Would Israel’s oil mean peace or war?
It will probably mean war, for two reasons. First, the West Bank and Gaza lands have none of this shale. So the “Palestinian” Arabs would get no royalties. All the royalties would flow to Israel.
Second, the Arabs always threatened to shut off oil to the West if they either stopped the Arabs from wiping out Israel, or didn’t stop Israel from wiping them out. They did it in and after the Yom Kippur War. But this time, Israel would not only have all the fuel it needed, but would be able to make up the difference, or close to it, by selling oil directly to America and Europe.

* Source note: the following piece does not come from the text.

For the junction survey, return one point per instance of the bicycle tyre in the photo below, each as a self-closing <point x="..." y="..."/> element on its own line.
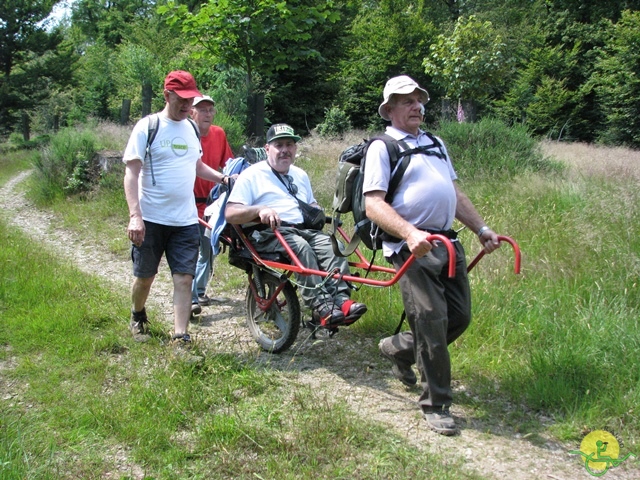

Obviously, the Arabs would not want to lose their strategic advantage. Lawrence Solomon of Energy Probe is confident that Israel’s oil would buy peace. But your editor is not so confident. Expect more and bolder terrorist attacks against the Shfela Basin oil field. The terrorists might stage out of Gaza, which is very close to Shfela.
Remember, also, that the Leviathan field is near the Lebanon side of the Armistice Line. Not only Israel’s oil, but Israel’s gas could be a target of an all-out attack by Syria and Hamas (the group that runs Gaza).

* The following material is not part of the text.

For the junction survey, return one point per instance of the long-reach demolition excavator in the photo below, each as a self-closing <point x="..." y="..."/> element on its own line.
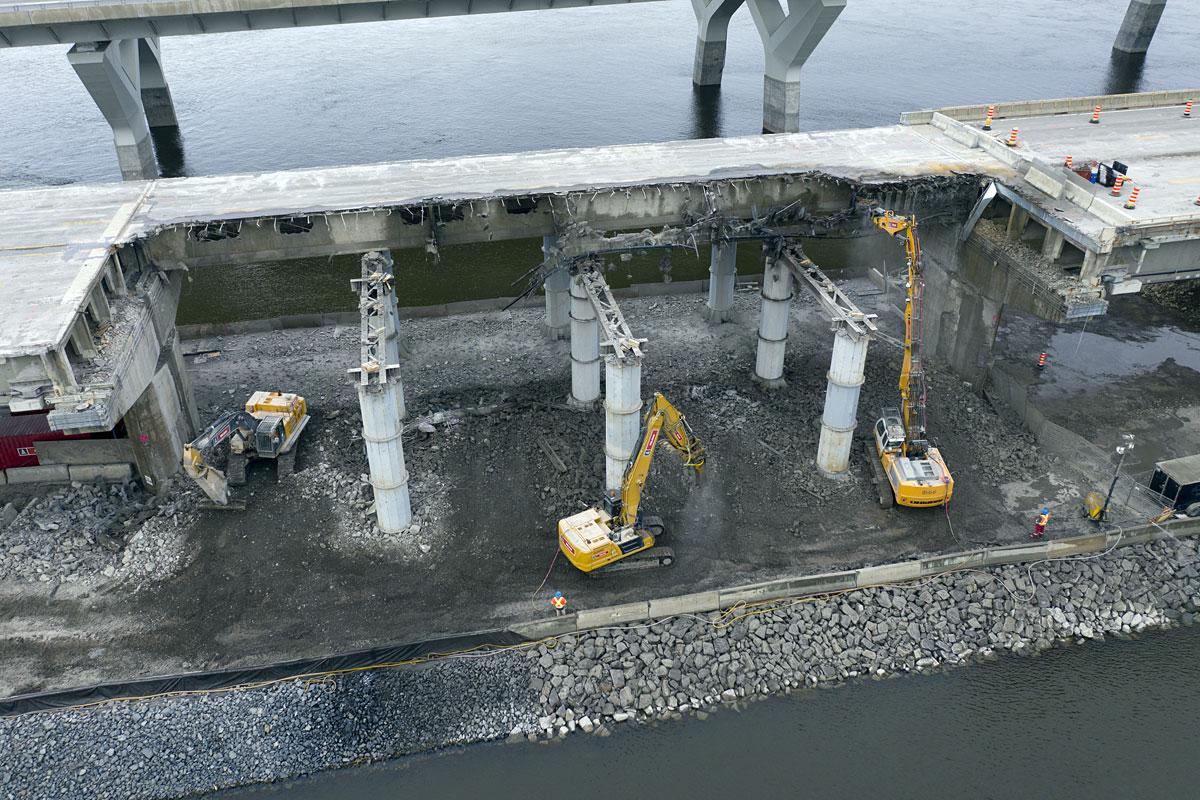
<point x="268" y="427"/>
<point x="599" y="537"/>
<point x="907" y="467"/>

How might Israel’s oil change Israel’s relationships with its friends?
The F-16 Fighting Falcon. Israel’s oil could replace this with an Israeli version. Photo: T. M. Wolf. CC BY-SA 2.0 Generic License.
The phrase Israel’s friends is almost oxymoronic today. Israel’s oil would change that. For one thing, Israel would stop depending on American foreign aid. (They might even be more likely to lend us help!) An independent—and independently wealthy—Israel could at last build its own aircraft industry. Israel already exports high technology, and famously exports small arms. Now imagine Israel exporting jet fighters. The only reason that Israel does not build a plane equal to the General Dynamics F-16 is that the US State Department told them to stop developing it, or America would cut off its funds. Israel’s oil would mean that Israel’s own money could help build that plane after all.

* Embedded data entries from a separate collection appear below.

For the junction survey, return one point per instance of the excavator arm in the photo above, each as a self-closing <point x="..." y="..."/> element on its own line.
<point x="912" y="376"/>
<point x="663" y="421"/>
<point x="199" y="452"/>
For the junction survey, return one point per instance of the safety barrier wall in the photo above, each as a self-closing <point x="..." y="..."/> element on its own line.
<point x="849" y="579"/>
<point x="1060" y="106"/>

In Europe, motor fuel prices are even higher than they are here. Israel’s oil could bring those prices down, and at least let Europe choose whether to depend on the Arabs—or not. (The Arabs surely know this, and cannot welcome this news.) But they might not make the wise choice. Anti-Jewish sentiment is building in Italy, Turkey, and elsewhere. The idea of Israel having oil might foster resentment, not a friendly attitude.
How soon might Israel’s oil come on-line?
Howard Vinegar guesses that he can deliver shale oil from the Shfela Basin by 2017. War might break out sooner than that, if the Arabs decide that they don’t want to risk losing their edge over Israel. The ancient Philistines tried hard to keep the Israelites dependent on Philistine metalworkers, in fear that Israel would develop its own armament industry. (I Samuel 13:19) Today the Arabs will lose their oil weapon—and they might not take that loss gracefully.